Lately it seems there’s been a rise in the number of business blogs highlighting the power of positive thinking. As I come upon these blogs, I often stop and evaluate my ability to think positively. It’s easy for me to speak positively, especially when I know doing so is beneficial to others. But thinking positively is an entirely different ball game.
It is natural as leaders – whether a leader by title or a leader by nature – to recognize the need to metaphorically rally the troops in a time of crisis and share encouraging words. Optimism breeds optimism. Speaking positively is beneficial to those we lead.
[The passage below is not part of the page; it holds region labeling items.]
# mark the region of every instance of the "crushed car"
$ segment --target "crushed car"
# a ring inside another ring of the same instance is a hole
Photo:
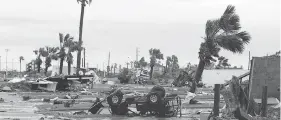
[[[181,99],[177,94],[166,94],[161,86],[154,86],[147,95],[129,96],[123,99],[121,89],[112,89],[104,100],[97,101],[88,110],[98,114],[104,107],[102,102],[107,101],[111,114],[139,116],[153,115],[158,117],[173,117],[181,114]],[[136,106],[136,111],[129,109],[130,105]]]

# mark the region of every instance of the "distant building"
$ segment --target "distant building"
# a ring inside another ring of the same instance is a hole
[[[213,69],[204,70],[202,74],[202,82],[208,86],[214,84],[224,84],[226,80],[232,79],[232,76],[240,76],[249,72],[243,69]],[[245,80],[248,78],[244,78]]]
[[[261,99],[266,85],[267,96],[280,100],[280,56],[253,57],[249,82],[250,97]]]
[[[144,69],[150,71],[151,67],[150,64],[144,67]],[[165,70],[165,66],[156,63],[153,67],[153,73],[163,74]]]

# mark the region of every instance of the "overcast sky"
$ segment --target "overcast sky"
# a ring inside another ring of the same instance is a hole
[[[148,50],[159,48],[165,57],[178,56],[181,66],[197,64],[206,21],[220,17],[229,4],[236,6],[242,30],[252,36],[243,54],[221,52],[232,65],[247,68],[248,51],[264,56],[280,50],[279,0],[93,0],[85,8],[86,60],[90,67],[102,68],[111,51],[111,63],[125,66],[128,56],[136,59],[139,47],[147,61]],[[34,49],[59,46],[59,32],[78,40],[80,9],[76,0],[1,1],[1,68],[5,49],[10,49],[8,62],[24,56],[25,64],[35,58]],[[13,68],[18,69],[18,63]]]

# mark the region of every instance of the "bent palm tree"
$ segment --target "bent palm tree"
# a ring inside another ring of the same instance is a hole
[[[77,2],[81,3],[81,14],[80,14],[80,25],[79,25],[79,46],[82,46],[82,31],[83,31],[83,19],[84,19],[84,9],[87,4],[91,4],[92,0],[77,0]],[[81,64],[81,50],[77,52],[77,71],[76,74],[78,75],[78,71],[80,69]]]
[[[199,50],[199,65],[196,70],[195,82],[191,92],[195,92],[196,84],[200,81],[204,66],[216,61],[221,48],[233,53],[242,53],[246,44],[250,42],[250,35],[240,31],[240,19],[235,13],[234,6],[227,6],[220,19],[208,20],[205,28],[204,42]]]

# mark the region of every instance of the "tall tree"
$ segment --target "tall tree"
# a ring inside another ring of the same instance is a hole
[[[64,46],[67,49],[67,52],[66,52],[67,73],[68,73],[68,75],[70,75],[71,65],[73,64],[72,52],[82,50],[83,48],[78,44],[77,41],[73,41],[73,39],[69,39],[69,40],[65,41]]]
[[[201,79],[204,66],[211,61],[216,61],[214,57],[219,57],[221,48],[233,53],[244,51],[245,45],[250,42],[251,37],[246,31],[240,31],[240,29],[240,19],[232,5],[227,6],[219,19],[207,21],[206,36],[199,49],[199,64],[191,92],[195,92],[196,84]]]
[[[179,60],[178,57],[175,55],[172,55],[172,72],[174,72],[176,69],[179,69]]]
[[[221,69],[230,66],[230,64],[228,63],[228,59],[223,56],[218,57],[218,61],[219,62],[216,66],[216,69]]]
[[[114,63],[114,75],[115,75],[115,70],[117,69],[117,63]]]
[[[58,47],[48,47],[46,46],[45,49],[42,51],[42,57],[45,57],[45,70],[44,73],[47,75],[48,68],[52,66],[52,60],[58,60],[57,52]]]
[[[142,57],[139,61],[140,67],[144,68],[145,66],[147,66],[147,62],[145,62],[144,57]]]
[[[35,59],[35,64],[37,66],[37,72],[40,73],[41,64],[42,64],[41,56],[44,53],[44,48],[39,48],[39,50],[34,50],[33,52],[35,53],[35,55],[37,55]]]
[[[58,57],[60,58],[60,69],[59,74],[62,74],[63,69],[63,62],[67,57],[67,53],[65,49],[67,49],[67,44],[70,43],[69,41],[73,41],[73,37],[71,37],[69,34],[66,34],[65,36],[62,33],[59,33],[59,40],[60,40],[60,50]]]
[[[91,4],[92,0],[77,0],[78,3],[81,3],[81,14],[80,14],[80,25],[79,25],[79,46],[82,46],[82,32],[83,32],[83,19],[84,19],[84,9],[87,4]],[[78,71],[80,69],[81,64],[81,50],[77,52],[77,71],[76,74],[78,75]]]
[[[166,59],[166,67],[165,67],[166,70],[165,70],[164,74],[169,72],[171,64],[172,64],[172,58],[170,56],[168,56]]]
[[[157,60],[163,60],[163,54],[159,49],[150,49],[149,50],[149,55],[150,55],[150,79],[152,78],[153,75],[153,67],[157,63]]]
[[[23,60],[24,60],[23,56],[20,56],[20,72],[21,72],[21,61]]]

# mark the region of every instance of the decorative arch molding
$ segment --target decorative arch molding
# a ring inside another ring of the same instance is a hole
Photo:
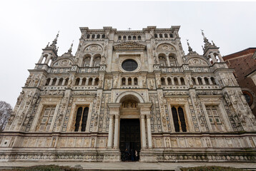
[[[172,43],[159,43],[157,44],[157,50],[159,50],[160,46],[164,46],[164,48],[162,48],[161,50],[161,51],[175,51],[177,48],[176,47],[176,46]],[[174,48],[174,49],[172,49],[172,46]]]
[[[99,49],[97,49],[96,51],[92,51],[92,49],[90,49],[90,48],[92,46],[99,46]],[[87,51],[87,48],[88,48],[88,51]],[[87,44],[84,50],[82,51],[84,53],[84,52],[99,52],[99,51],[103,51],[103,46],[102,44],[100,43],[90,43],[90,44]]]
[[[202,57],[190,57],[185,63],[189,66],[209,66],[209,62]]]
[[[122,98],[124,98],[126,95],[134,95],[139,100],[139,103],[144,103],[144,100],[142,95],[140,95],[138,93],[134,91],[125,91],[119,94],[119,95],[117,98],[115,103],[120,103],[120,100]]]

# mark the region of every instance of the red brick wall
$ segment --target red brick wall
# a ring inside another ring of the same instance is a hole
[[[247,74],[256,69],[256,61],[252,58],[255,51],[256,51],[256,48],[250,48],[225,56],[223,59],[227,62],[230,68],[235,69],[237,81],[242,90],[248,88],[254,93],[254,95],[256,95],[256,86],[251,78],[246,77]],[[253,101],[256,103],[255,98],[254,98]],[[251,105],[251,107],[253,107],[252,110],[253,114],[256,115],[256,106],[254,105],[253,103]]]

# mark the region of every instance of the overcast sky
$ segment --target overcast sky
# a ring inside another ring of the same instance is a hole
[[[72,41],[73,54],[81,36],[80,26],[117,30],[142,30],[147,26],[181,26],[179,36],[202,54],[200,29],[220,47],[222,56],[256,47],[256,2],[232,1],[1,1],[0,100],[14,107],[16,98],[47,43],[60,31],[59,55]]]

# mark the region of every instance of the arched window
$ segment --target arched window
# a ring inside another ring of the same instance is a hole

However, sometimes I find that while my outward persona exudes optimism and positivity, my inner critic expresses a more sinister outlook in my mind. For example, perhaps I am working on a project with a teammate who is nervous about a fast-approaching deadline we may not be able to meet. My immediate reaction is to say to that person, “It’s all going to work out. We have the tools we need. We’ll be able to meet the goal.” However, while sharing this expression of optimism with my teammate, my inner critic is likely hypothesizing every way in which we may not meet the deadline and 100 different negative outcomes if we don’t.
Through personal experience and through studying the power of positive thinking, I’ve come to realize that our thoughts shape our actions. If I doubt my ability to complete a project in a timely manner or in a way that exceeds the standards set for the project, my motivation to work on the project wanes. If I doubt my ability to lead a team I was asked to lead, my ability to connect with those I lead suffers because of my own personal insecurities.
I recognize there are many varied opinions on the value of being idealistic vs. realistic vs. pessimistic. I once had a good friend who encouraged me to practice what he called “ridealism” – which is to be idealistic in a realistic world. It’s important to understand personal and circumstantial limitations imposed by time, our jobs, our skill set, etc. But I do not believe there is any value in being negative in speech or thought.
If we believe we’re going to fail, then we prematurely force ourselves to suffer the effects of failure. One of my favorite sayings is, “It’s not over until it’s over.” I’ve learned that in those moments when failure does knock on our door, it generally doesn’t knock without providing us the tools to cope. However, the premature belief that we are going to fail provides no coping tools because we can’t cope with something that hasn’t happened yet.